When he wasn’t talking about Hungry Boyd or his other pitcher, Turk Henderson (he and Turk were once invited to the Chicago Cubs training camp, but Turk got sick and they both stayed home), he was talking reverently about his own Shoeless Joes--Stan Musial, Joe DiMaggio and Bob Feller. Once in a while, he piled us all in the car and took us to Wrigley Field in Los Angeles where we rooted for Pacific Coast League stars named Max West and Dee Fondy.

More than anything, I remember the summer evenings playing catch. There was no conversation that I can recall, just a ball being thrown back and forth until he decided it was time to go in.

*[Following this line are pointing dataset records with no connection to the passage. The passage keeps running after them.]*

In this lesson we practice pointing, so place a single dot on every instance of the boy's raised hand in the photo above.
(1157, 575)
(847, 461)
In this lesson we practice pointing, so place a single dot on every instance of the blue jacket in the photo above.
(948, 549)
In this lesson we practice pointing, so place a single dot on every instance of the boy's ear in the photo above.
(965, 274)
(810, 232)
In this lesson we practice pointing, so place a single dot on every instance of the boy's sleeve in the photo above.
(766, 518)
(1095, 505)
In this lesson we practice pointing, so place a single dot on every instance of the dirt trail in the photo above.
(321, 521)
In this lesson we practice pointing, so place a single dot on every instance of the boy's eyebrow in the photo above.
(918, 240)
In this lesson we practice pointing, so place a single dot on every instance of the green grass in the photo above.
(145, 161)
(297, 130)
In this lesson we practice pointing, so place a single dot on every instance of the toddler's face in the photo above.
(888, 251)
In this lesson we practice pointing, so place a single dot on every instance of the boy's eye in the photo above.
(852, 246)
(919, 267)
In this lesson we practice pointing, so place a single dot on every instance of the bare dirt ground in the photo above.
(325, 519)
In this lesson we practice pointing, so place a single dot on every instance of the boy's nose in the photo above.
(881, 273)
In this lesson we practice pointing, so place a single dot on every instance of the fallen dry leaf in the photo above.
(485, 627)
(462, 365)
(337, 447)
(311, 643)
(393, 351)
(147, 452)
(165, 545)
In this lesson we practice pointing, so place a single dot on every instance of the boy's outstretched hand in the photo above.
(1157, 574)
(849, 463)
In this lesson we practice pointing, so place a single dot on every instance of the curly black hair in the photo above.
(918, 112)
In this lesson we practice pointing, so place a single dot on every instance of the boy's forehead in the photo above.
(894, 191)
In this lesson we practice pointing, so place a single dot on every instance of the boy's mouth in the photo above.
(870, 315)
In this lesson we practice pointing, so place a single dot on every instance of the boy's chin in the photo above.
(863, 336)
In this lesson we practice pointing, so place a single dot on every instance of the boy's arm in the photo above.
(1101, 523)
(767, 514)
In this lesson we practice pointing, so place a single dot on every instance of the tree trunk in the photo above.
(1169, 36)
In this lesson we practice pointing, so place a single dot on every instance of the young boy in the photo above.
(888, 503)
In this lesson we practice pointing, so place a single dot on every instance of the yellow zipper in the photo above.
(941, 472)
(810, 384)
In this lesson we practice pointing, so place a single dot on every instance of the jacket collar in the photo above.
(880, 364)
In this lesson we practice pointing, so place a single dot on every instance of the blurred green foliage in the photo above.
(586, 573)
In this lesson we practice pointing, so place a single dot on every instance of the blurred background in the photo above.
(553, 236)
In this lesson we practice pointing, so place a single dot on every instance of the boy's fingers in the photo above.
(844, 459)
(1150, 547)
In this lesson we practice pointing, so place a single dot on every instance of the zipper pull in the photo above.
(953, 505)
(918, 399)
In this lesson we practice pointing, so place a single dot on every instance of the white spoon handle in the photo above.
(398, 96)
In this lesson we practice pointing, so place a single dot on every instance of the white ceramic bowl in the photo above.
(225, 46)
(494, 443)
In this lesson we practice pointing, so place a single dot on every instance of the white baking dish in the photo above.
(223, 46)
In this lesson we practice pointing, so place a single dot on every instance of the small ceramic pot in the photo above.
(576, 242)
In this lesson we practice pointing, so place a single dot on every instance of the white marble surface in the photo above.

Why is an activity of such apparent monotony remembered with such fondness? And why does “Field of Dreams,” a blatantly sentimental film with fewer complications than an overhand fastball, have so many grown men weeping in their popcorn?

For many men, at least for those of us who were raised before early gender identification was deemed a form of child abuse, baseball was the simplest and most intimate way for an American dad to let his Y chromosome toddler know what he was.

The truth of most father-son relationships is that they don’t become openly close--if ever--until the son is himself a man. Between the first game of catch and the first adult connection, there is a lot of livin’ to do. Oedipal complexities, adolescent rebellions and the inevitable burden of youth knowing everything.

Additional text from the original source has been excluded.